③「長効機制の構築」はこうした会議で常に言及されているが、表現がその都度微妙に変化しており、政策の行方を見る上で重要な手がかりとなる[図表5]。19年1月に党中央委党校で開催された省部級(各省と中央の党・政府各部門)幹部の専門課題検討班での習演説では「長効機制方案を穏当・着実(穏妥)に実施」と「穏妥」という文言が加えられた。これは、これまで価格暴騰を抑えることが不動産政策の主目的だったが、18年後半からの市況軟化とマクロ景気減速を受け、19年は価格暴落とそれが金融全般へ波及するリスクを防止することも視野に入ったことを示唆するもので、「穏」が今後の不動産政策の1つの重要な「旋律」になるとの見方がある。実際、不動産政策を所管する住房城郷建設部(住建部)はすでに18年12月の全国住建工作会議で、地価、住宅価格、将来予想を何れも穏やかなものにするとの「三穏」方針を提起している。またこれを受けて、地方政府工作報告には上記「一城一策」と並び、多くの省で不動産管理政策は「穏」を基軸とするとの文言が挿入された。
また「長効機制の構築」の一環としても位置付けられている賃貸市場育成については、19年1月、国土資源部と住建部が共同で、大都市近郊の農民集団所有用地に賃貸住宅を建設する試行地域を拡大する旨発表(17年に北京、上海、南京、成都、武漢など13都市を試験地として指定、19年1月、新たに福州、南昌、青島、海口、貴陽の5都市にも導入)、また北京市が19年から家賃収入に課す税率を引き下げる(一律5%→月収入10万元未満2.5%、10万元以上4%)などの政策的後押しが続いている。
ただ、工作会議で賃貸市場への明示的言及がなかったことは、賃貸市場が政府主導ではなく市場主導で発展する段階に入ったとの認識を反映しており、19年に直接的な市場育成策がさらに強化されていく可能性は小さくなったとする見方もある(上海易居院智庫研究中心)。
その他、11年に上海と重慶で試験的に導入された不動産税(房産税)を他都市にも導入していくのかという懸案がある。ミクロ的には契約税や住宅購入者に対する所得税など他税との関係も考慮した税制全般の改革の一環として房産税をどう位置付けるのか、地方政府の新たな歳入源として地方政府債務問題を緩和する効果が期待できるか、マクロ的には、特に現下の経済減速傾向の中で、不動産市況への影響をどう見極めるかといった点が焦点となる。
景気減速の中での不動産政策
18年GDP成長率は6.6%と28年ぶりの低い水準で、四半期毎の成長率も6.8%、6.7%、6.5%、6.4%と傾向的に低下した。
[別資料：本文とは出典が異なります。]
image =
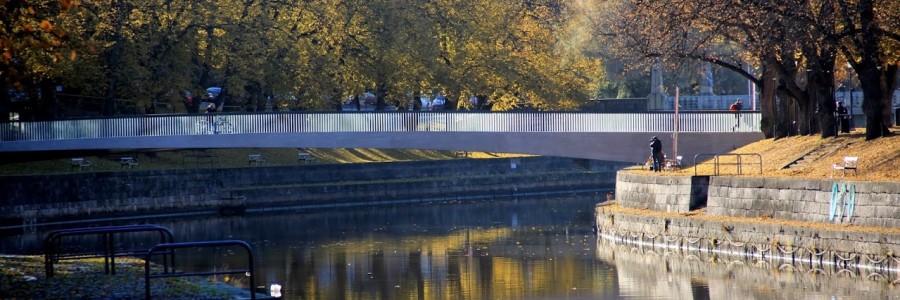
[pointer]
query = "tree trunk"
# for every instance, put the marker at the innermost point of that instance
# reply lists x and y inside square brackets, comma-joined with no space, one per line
[771,125]
[113,60]
[821,92]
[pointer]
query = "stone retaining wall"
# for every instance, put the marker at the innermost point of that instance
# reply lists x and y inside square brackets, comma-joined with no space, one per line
[873,249]
[671,274]
[661,193]
[877,203]
[25,199]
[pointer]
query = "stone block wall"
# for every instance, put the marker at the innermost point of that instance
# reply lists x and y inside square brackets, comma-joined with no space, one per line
[140,192]
[754,238]
[876,203]
[661,193]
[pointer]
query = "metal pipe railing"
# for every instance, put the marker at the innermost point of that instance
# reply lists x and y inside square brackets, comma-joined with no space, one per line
[53,245]
[393,121]
[171,247]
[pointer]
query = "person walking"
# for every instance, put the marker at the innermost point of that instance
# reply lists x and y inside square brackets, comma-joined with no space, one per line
[656,153]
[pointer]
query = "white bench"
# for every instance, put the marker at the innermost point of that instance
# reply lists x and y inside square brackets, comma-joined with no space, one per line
[257,159]
[80,163]
[673,164]
[849,163]
[128,162]
[305,157]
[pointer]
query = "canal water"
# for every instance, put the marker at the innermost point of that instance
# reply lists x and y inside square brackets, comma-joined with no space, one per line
[541,248]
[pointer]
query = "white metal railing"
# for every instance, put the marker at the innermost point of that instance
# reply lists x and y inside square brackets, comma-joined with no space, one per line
[392,121]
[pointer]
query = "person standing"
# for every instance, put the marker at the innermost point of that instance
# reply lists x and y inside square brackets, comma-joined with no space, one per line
[736,109]
[656,153]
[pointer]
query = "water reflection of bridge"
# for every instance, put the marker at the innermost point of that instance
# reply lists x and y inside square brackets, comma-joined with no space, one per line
[604,136]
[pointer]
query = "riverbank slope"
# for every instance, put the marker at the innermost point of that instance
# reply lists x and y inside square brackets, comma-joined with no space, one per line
[811,211]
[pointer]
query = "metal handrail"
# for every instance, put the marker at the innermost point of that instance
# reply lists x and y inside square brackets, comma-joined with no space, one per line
[53,241]
[165,248]
[739,163]
[382,121]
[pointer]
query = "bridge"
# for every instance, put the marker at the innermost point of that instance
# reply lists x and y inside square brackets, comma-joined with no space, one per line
[621,137]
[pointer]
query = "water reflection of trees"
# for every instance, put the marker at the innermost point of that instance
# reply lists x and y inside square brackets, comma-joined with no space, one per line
[654,271]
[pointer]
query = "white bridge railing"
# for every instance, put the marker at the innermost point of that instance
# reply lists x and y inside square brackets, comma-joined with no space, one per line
[392,121]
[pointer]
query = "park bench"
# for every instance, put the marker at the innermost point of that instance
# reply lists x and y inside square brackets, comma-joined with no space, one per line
[849,163]
[257,159]
[128,162]
[673,164]
[80,163]
[305,157]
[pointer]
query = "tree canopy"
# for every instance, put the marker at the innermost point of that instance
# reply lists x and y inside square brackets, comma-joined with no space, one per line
[146,56]
[796,49]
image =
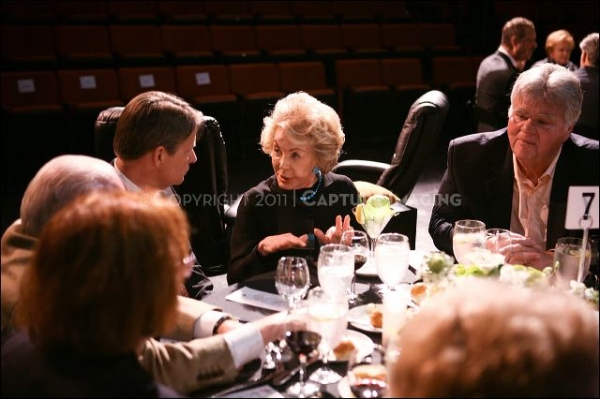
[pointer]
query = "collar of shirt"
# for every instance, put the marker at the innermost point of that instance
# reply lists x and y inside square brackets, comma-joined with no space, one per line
[131,186]
[529,214]
[503,50]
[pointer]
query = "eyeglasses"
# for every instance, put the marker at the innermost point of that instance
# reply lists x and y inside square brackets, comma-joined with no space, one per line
[190,260]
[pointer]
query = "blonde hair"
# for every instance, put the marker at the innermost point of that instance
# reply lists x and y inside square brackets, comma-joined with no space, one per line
[488,339]
[557,37]
[306,120]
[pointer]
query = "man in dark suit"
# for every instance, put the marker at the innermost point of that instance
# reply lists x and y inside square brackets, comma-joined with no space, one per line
[154,143]
[497,73]
[518,177]
[587,124]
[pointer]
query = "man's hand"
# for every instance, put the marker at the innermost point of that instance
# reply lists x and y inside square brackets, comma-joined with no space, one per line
[523,251]
[280,242]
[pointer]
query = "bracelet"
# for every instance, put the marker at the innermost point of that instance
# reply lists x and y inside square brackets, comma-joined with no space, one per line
[221,321]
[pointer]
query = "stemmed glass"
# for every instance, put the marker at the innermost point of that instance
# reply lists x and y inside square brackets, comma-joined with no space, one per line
[498,241]
[335,268]
[468,236]
[391,258]
[302,340]
[327,315]
[358,242]
[367,376]
[374,216]
[292,279]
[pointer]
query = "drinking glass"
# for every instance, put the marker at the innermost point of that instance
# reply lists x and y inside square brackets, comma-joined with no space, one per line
[292,278]
[358,242]
[367,377]
[468,236]
[567,254]
[335,268]
[374,216]
[327,316]
[303,341]
[391,258]
[498,241]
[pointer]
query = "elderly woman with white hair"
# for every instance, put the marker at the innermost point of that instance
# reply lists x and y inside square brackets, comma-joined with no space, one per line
[303,204]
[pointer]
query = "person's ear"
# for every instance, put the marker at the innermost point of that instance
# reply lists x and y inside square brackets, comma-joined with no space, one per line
[159,154]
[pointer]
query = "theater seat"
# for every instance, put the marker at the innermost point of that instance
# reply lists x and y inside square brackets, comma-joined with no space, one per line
[202,194]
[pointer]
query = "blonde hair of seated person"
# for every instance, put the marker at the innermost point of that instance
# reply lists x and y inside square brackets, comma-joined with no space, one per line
[488,339]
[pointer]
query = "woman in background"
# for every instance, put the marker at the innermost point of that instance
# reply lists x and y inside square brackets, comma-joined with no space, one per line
[559,45]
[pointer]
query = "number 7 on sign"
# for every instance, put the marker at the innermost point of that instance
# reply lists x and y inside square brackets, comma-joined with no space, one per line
[582,208]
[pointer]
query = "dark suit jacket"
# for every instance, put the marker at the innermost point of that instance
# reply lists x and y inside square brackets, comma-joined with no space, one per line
[495,78]
[478,184]
[587,124]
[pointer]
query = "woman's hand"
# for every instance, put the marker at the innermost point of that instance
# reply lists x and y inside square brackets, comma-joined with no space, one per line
[280,242]
[334,233]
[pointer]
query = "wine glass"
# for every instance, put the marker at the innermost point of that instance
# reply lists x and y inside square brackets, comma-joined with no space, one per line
[327,315]
[335,268]
[367,376]
[468,236]
[498,241]
[303,341]
[358,242]
[292,278]
[391,258]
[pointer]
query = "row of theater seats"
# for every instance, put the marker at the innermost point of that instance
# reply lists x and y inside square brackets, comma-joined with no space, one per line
[92,46]
[223,12]
[371,95]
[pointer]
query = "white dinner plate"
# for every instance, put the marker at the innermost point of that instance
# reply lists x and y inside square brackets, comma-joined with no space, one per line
[363,344]
[344,389]
[360,318]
中国政府シンクタンクの国家信息(情報)中心は19年6.2%、20年6%と「穏中趨降」、つまり穏やかな成長の中で伸び率が傾向的に鈍化すると予測している。
中国政府はすでに18年、預金準備率引き下げや減税などの措置を発動し、19年はさらに景気てこ入れを図る構えだが、08年や12年の景気刺激策が債務膨張や住宅バブルを招いた教訓から、李克強首相ら指導部はその後、「大水漫灌(ばらまき、本来は農業の灌漑方式を指す表現)」、「飲鴆止渇(後先を考えない急場しのぎ、直接的には毒を持った鳥である鴆の羽を浸した毒酒を飲んで渇きを癒すという意味)」的な政策は採るべきでないと繰り返し述べている(例えば、最近では19年2月20日国務院常務会議、3月全人代政府活動報告で李首相発言)。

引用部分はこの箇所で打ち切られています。